An AI-assisted strategy research platform for designing, testing, and analyzing trading strategies over historical market data.
A from-scratch event-driven backtesting engine, a FastAPI research API, a Next.js dashboard, a natural-language strategy builder, and a LangGraph-powered Research Copilot — assembled into one local research workstation.
Note
Research tool only. Not investment advice. No brokerage integration, live trading, or order placement.
- Overview
- Core Capabilities
- System Architecture
- AI Safety Design
- Example Research Flow
- Built From Scratch
- Tech Stack
- Quick Start
- API Overview
- Strategy Support
- AI Provider Configuration
- Python & CLI Usage
- Testing & CI
- Current Limitations
- Roadmap
- Why This Project
Many beginner backtesting projects stop at a script that runs a moving-average strategy and prints a Sharpe ratio. Backtest Lab AI is built as a complete local research environment instead:
- A reusable event-driven backtesting engine with full portfolio accounting.

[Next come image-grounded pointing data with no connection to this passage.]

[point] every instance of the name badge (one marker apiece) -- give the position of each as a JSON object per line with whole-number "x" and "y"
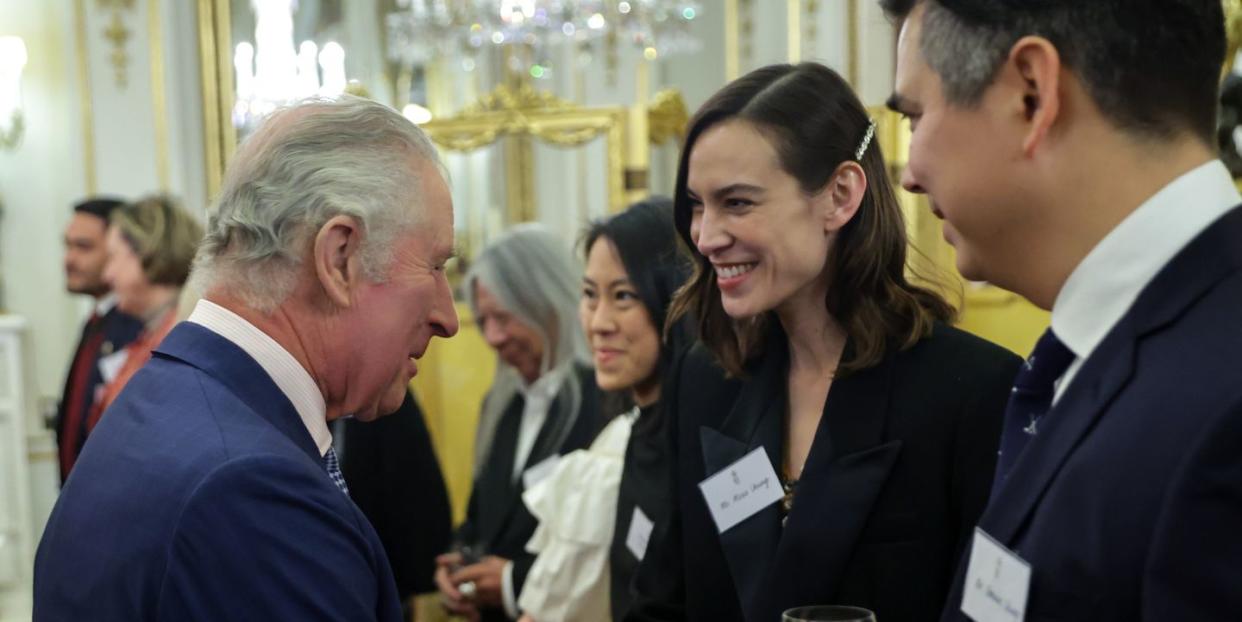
{"x": 996, "y": 582}
{"x": 640, "y": 533}
{"x": 111, "y": 365}
{"x": 742, "y": 489}
{"x": 539, "y": 472}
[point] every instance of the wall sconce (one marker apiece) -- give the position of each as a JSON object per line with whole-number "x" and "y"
{"x": 13, "y": 60}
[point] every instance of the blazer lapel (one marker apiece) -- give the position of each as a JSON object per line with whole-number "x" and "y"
{"x": 224, "y": 360}
{"x": 754, "y": 421}
{"x": 845, "y": 472}
{"x": 1212, "y": 256}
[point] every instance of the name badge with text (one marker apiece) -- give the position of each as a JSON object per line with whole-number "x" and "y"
{"x": 640, "y": 533}
{"x": 997, "y": 582}
{"x": 539, "y": 472}
{"x": 742, "y": 489}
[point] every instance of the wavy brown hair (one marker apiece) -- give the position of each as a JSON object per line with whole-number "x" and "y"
{"x": 815, "y": 122}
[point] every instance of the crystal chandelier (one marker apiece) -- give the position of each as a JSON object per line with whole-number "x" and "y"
{"x": 272, "y": 73}
{"x": 422, "y": 30}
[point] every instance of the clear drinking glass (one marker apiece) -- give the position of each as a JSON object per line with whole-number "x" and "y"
{"x": 827, "y": 613}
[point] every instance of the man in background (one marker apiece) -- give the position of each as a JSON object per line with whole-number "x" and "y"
{"x": 106, "y": 333}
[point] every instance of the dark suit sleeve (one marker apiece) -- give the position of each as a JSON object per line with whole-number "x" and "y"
{"x": 265, "y": 539}
{"x": 395, "y": 479}
{"x": 1195, "y": 566}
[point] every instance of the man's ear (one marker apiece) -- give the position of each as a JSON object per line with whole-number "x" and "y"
{"x": 843, "y": 195}
{"x": 334, "y": 256}
{"x": 1035, "y": 65}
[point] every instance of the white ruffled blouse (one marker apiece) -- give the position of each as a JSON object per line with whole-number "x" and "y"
{"x": 576, "y": 508}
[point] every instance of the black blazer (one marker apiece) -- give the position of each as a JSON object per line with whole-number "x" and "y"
{"x": 1128, "y": 503}
{"x": 497, "y": 520}
{"x": 395, "y": 479}
{"x": 898, "y": 472}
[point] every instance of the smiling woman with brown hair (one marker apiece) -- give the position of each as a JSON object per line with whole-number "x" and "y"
{"x": 822, "y": 368}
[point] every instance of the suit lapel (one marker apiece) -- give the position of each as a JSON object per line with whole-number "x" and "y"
{"x": 845, "y": 472}
{"x": 1212, "y": 256}
{"x": 498, "y": 492}
{"x": 1102, "y": 376}
{"x": 225, "y": 361}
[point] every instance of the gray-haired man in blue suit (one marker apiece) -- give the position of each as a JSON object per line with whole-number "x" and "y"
{"x": 210, "y": 489}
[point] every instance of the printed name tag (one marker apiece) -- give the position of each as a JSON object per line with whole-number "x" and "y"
{"x": 640, "y": 533}
{"x": 539, "y": 472}
{"x": 742, "y": 489}
{"x": 996, "y": 582}
{"x": 111, "y": 364}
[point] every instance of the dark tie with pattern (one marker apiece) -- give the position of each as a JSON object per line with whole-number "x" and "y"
{"x": 1030, "y": 400}
{"x": 333, "y": 466}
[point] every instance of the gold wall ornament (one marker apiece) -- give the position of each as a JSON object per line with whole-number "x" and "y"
{"x": 522, "y": 113}
{"x": 118, "y": 35}
{"x": 667, "y": 117}
{"x": 747, "y": 32}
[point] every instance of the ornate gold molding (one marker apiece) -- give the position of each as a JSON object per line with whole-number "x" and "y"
{"x": 852, "y": 72}
{"x": 215, "y": 66}
{"x": 117, "y": 32}
{"x": 522, "y": 112}
{"x": 794, "y": 31}
{"x": 159, "y": 103}
{"x": 1232, "y": 31}
{"x": 732, "y": 58}
{"x": 667, "y": 117}
{"x": 85, "y": 94}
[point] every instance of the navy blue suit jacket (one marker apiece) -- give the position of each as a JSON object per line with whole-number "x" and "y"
{"x": 1128, "y": 503}
{"x": 201, "y": 495}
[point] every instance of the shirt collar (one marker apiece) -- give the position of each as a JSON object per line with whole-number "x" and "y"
{"x": 290, "y": 376}
{"x": 1107, "y": 282}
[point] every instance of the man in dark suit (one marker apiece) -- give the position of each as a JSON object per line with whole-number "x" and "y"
{"x": 211, "y": 489}
{"x": 106, "y": 332}
{"x": 1068, "y": 145}
{"x": 394, "y": 477}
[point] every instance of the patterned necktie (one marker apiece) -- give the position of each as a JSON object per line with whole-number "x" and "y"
{"x": 333, "y": 466}
{"x": 1030, "y": 400}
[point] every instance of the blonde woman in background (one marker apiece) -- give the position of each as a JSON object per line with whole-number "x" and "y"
{"x": 150, "y": 247}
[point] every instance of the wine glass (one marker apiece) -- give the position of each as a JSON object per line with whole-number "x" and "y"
{"x": 827, "y": 613}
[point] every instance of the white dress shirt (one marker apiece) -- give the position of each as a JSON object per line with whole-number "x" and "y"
{"x": 1103, "y": 287}
{"x": 290, "y": 376}
{"x": 538, "y": 397}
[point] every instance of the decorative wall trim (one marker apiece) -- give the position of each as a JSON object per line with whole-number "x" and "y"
{"x": 159, "y": 96}
{"x": 85, "y": 96}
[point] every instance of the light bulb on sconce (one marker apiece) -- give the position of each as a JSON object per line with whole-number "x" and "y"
{"x": 13, "y": 61}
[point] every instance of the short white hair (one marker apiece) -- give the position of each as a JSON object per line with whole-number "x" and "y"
{"x": 308, "y": 163}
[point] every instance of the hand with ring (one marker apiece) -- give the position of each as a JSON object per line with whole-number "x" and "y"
{"x": 451, "y": 596}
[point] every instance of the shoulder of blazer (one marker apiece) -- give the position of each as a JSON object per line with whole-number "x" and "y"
{"x": 703, "y": 387}
{"x": 953, "y": 354}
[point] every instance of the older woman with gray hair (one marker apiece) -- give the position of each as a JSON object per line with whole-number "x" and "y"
{"x": 523, "y": 291}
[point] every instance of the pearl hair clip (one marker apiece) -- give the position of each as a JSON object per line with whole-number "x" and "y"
{"x": 866, "y": 140}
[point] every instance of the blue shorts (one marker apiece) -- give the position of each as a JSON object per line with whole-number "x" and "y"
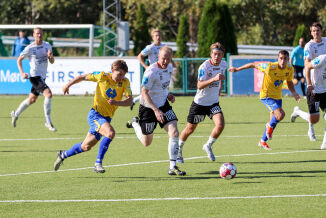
{"x": 95, "y": 121}
{"x": 272, "y": 104}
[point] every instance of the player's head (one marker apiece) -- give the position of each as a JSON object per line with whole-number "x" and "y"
{"x": 302, "y": 41}
{"x": 38, "y": 35}
{"x": 316, "y": 30}
{"x": 156, "y": 36}
{"x": 217, "y": 53}
{"x": 164, "y": 56}
{"x": 119, "y": 69}
{"x": 283, "y": 58}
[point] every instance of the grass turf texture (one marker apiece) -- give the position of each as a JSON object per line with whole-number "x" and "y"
{"x": 266, "y": 173}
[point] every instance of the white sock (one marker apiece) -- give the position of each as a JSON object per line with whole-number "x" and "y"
{"x": 47, "y": 110}
{"x": 303, "y": 115}
{"x": 22, "y": 107}
{"x": 173, "y": 151}
{"x": 181, "y": 143}
{"x": 138, "y": 131}
{"x": 211, "y": 141}
{"x": 135, "y": 100}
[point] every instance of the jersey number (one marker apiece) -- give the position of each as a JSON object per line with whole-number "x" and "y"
{"x": 111, "y": 93}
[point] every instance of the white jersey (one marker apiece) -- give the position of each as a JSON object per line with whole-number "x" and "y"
{"x": 152, "y": 52}
{"x": 38, "y": 58}
{"x": 210, "y": 94}
{"x": 157, "y": 81}
{"x": 318, "y": 77}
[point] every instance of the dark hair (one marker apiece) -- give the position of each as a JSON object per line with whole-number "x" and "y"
{"x": 316, "y": 24}
{"x": 120, "y": 65}
{"x": 283, "y": 52}
{"x": 217, "y": 46}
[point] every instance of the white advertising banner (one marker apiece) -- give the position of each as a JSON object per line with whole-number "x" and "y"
{"x": 65, "y": 69}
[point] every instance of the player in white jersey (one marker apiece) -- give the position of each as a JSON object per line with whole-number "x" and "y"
{"x": 38, "y": 53}
{"x": 154, "y": 107}
{"x": 206, "y": 101}
{"x": 314, "y": 48}
{"x": 151, "y": 51}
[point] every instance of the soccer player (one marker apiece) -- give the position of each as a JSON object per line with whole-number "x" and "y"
{"x": 38, "y": 53}
{"x": 315, "y": 47}
{"x": 297, "y": 61}
{"x": 154, "y": 107}
{"x": 206, "y": 101}
{"x": 108, "y": 96}
{"x": 151, "y": 51}
{"x": 271, "y": 92}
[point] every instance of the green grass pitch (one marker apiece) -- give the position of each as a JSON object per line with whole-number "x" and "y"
{"x": 288, "y": 181}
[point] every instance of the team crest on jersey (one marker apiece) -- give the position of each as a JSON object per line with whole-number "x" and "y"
{"x": 316, "y": 61}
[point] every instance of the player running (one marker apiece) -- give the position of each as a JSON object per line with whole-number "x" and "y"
{"x": 154, "y": 107}
{"x": 108, "y": 96}
{"x": 315, "y": 47}
{"x": 206, "y": 101}
{"x": 271, "y": 92}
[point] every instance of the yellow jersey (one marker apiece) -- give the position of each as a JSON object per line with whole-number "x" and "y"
{"x": 106, "y": 88}
{"x": 273, "y": 79}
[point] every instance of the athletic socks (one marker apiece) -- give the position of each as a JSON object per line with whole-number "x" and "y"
{"x": 47, "y": 110}
{"x": 76, "y": 149}
{"x": 173, "y": 151}
{"x": 104, "y": 146}
{"x": 22, "y": 107}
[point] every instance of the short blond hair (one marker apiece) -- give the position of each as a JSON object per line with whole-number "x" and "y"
{"x": 155, "y": 31}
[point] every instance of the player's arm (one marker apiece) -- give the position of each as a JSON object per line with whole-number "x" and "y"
{"x": 158, "y": 113}
{"x": 141, "y": 58}
{"x": 292, "y": 90}
{"x": 75, "y": 80}
{"x": 20, "y": 67}
{"x": 246, "y": 66}
{"x": 307, "y": 69}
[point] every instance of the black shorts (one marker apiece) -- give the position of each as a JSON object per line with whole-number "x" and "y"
{"x": 198, "y": 112}
{"x": 148, "y": 121}
{"x": 315, "y": 102}
{"x": 298, "y": 72}
{"x": 38, "y": 85}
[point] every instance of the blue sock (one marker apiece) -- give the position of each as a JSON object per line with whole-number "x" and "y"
{"x": 273, "y": 122}
{"x": 76, "y": 149}
{"x": 104, "y": 146}
{"x": 264, "y": 137}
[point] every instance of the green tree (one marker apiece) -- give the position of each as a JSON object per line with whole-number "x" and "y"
{"x": 215, "y": 26}
{"x": 141, "y": 34}
{"x": 302, "y": 31}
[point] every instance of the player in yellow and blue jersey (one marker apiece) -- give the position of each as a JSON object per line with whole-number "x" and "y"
{"x": 108, "y": 96}
{"x": 271, "y": 91}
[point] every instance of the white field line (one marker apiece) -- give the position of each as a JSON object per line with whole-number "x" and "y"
{"x": 161, "y": 161}
{"x": 161, "y": 199}
{"x": 131, "y": 137}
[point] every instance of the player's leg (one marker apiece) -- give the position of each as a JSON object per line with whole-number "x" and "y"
{"x": 89, "y": 141}
{"x": 219, "y": 124}
{"x": 47, "y": 109}
{"x": 172, "y": 129}
{"x": 23, "y": 106}
{"x": 108, "y": 133}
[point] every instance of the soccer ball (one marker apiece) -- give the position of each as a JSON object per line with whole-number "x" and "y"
{"x": 228, "y": 171}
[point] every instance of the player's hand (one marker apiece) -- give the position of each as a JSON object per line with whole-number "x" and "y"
{"x": 310, "y": 90}
{"x": 24, "y": 75}
{"x": 65, "y": 90}
{"x": 112, "y": 102}
{"x": 233, "y": 69}
{"x": 171, "y": 98}
{"x": 159, "y": 115}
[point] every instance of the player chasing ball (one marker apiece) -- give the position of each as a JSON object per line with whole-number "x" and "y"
{"x": 271, "y": 91}
{"x": 108, "y": 96}
{"x": 154, "y": 107}
{"x": 206, "y": 101}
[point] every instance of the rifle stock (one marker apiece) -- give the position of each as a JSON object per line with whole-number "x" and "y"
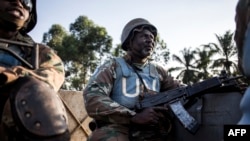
{"x": 4, "y": 43}
{"x": 172, "y": 98}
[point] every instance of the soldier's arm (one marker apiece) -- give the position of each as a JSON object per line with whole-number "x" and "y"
{"x": 50, "y": 70}
{"x": 98, "y": 103}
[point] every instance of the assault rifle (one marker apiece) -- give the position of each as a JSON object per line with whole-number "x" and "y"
{"x": 4, "y": 45}
{"x": 174, "y": 98}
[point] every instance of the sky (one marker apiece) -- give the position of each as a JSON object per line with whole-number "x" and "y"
{"x": 180, "y": 23}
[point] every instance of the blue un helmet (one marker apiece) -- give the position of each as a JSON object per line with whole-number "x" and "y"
{"x": 127, "y": 31}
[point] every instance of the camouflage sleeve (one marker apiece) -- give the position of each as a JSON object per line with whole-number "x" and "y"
{"x": 167, "y": 81}
{"x": 51, "y": 68}
{"x": 97, "y": 99}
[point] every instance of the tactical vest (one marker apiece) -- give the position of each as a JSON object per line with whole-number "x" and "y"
{"x": 126, "y": 89}
{"x": 8, "y": 60}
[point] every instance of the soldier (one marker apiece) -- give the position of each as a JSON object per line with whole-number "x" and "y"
{"x": 116, "y": 86}
{"x": 30, "y": 76}
{"x": 242, "y": 39}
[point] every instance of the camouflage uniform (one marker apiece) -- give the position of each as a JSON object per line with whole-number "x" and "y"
{"x": 115, "y": 118}
{"x": 30, "y": 108}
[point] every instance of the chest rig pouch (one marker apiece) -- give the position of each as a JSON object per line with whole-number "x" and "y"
{"x": 127, "y": 86}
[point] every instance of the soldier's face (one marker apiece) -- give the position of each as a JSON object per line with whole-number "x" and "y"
{"x": 15, "y": 11}
{"x": 143, "y": 44}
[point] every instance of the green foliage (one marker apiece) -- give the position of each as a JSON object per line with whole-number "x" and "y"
{"x": 208, "y": 60}
{"x": 84, "y": 48}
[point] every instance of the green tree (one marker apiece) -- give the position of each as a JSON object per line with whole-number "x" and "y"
{"x": 188, "y": 73}
{"x": 161, "y": 52}
{"x": 227, "y": 51}
{"x": 204, "y": 60}
{"x": 85, "y": 47}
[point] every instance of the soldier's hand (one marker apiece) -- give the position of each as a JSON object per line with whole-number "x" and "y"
{"x": 149, "y": 115}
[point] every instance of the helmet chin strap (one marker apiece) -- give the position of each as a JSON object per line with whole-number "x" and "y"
{"x": 10, "y": 22}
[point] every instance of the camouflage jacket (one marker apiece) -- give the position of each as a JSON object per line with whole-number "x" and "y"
{"x": 97, "y": 93}
{"x": 50, "y": 69}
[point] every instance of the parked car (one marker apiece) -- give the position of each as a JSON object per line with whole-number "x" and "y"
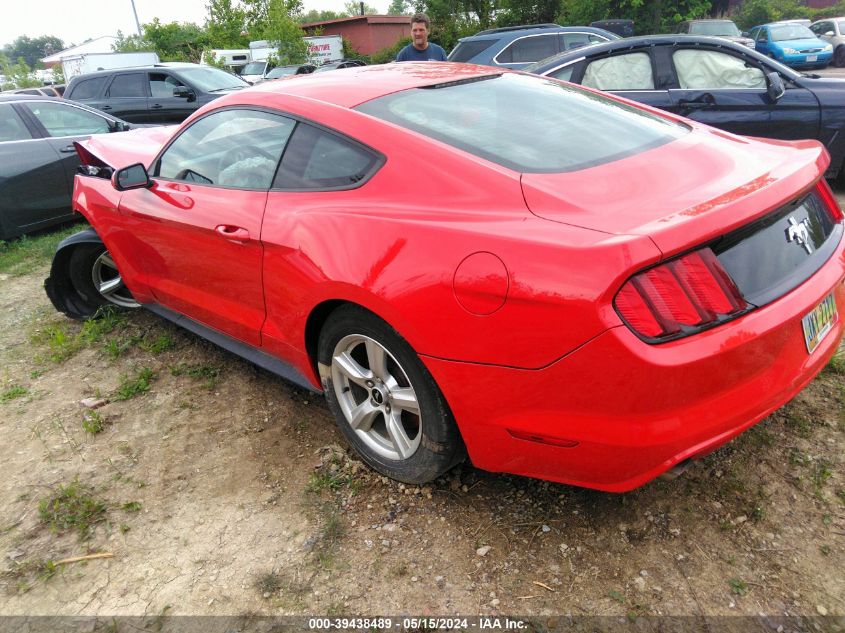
{"x": 792, "y": 44}
{"x": 347, "y": 63}
{"x": 287, "y": 71}
{"x": 726, "y": 29}
{"x": 832, "y": 31}
{"x": 38, "y": 160}
{"x": 517, "y": 46}
{"x": 523, "y": 308}
{"x": 153, "y": 94}
{"x": 716, "y": 82}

- Performance and risk analytics implemented from first principles — no
quantstats, noempyrical. - Grid search and walk-forward validation for serious strategy research.
- A browser-based research workstation backed by FastAPI.
- A natural-language strategy builder with a constrained AI validation and compile pipeline.
- An agentic Research Copilot with explicit approval gates before any execution.
The goal is not to build a trading product. The goal is to demonstrate the architecture behind one.
The repository is named backtester internally; the broader product surface is branded Backtest Lab AI.
Turn a plain-English prompt into a structured, validated strategy draft — then compile it directly into an existing backtest, grid-search, or walk-forward request.
- Natural-language strategy builder that turns prompts into structured, validated drafts.
- Compile-only handoff into existing backtest, grid-search, or walk-forward request schemas.
- Backend-only provider configuration: deterministic fake, OpenRouter, OpenAI-compatible, DeepSeek, and optional LangChain OpenAI-compatible providers.
- Strict Pydantic validation, semantic checks, sanitized errors, and extra-field rejection before workflow handoff.
- A constrained rule-based strategy DSL instead of generated executable code.
The Research Copilot plans a full research workflow, then stops at an explicit approval gate before anything runs.
- Research Copilot workflow powered by backend graph state transitions.
- Explicit approval gate before a Copilot-generated workflow can run.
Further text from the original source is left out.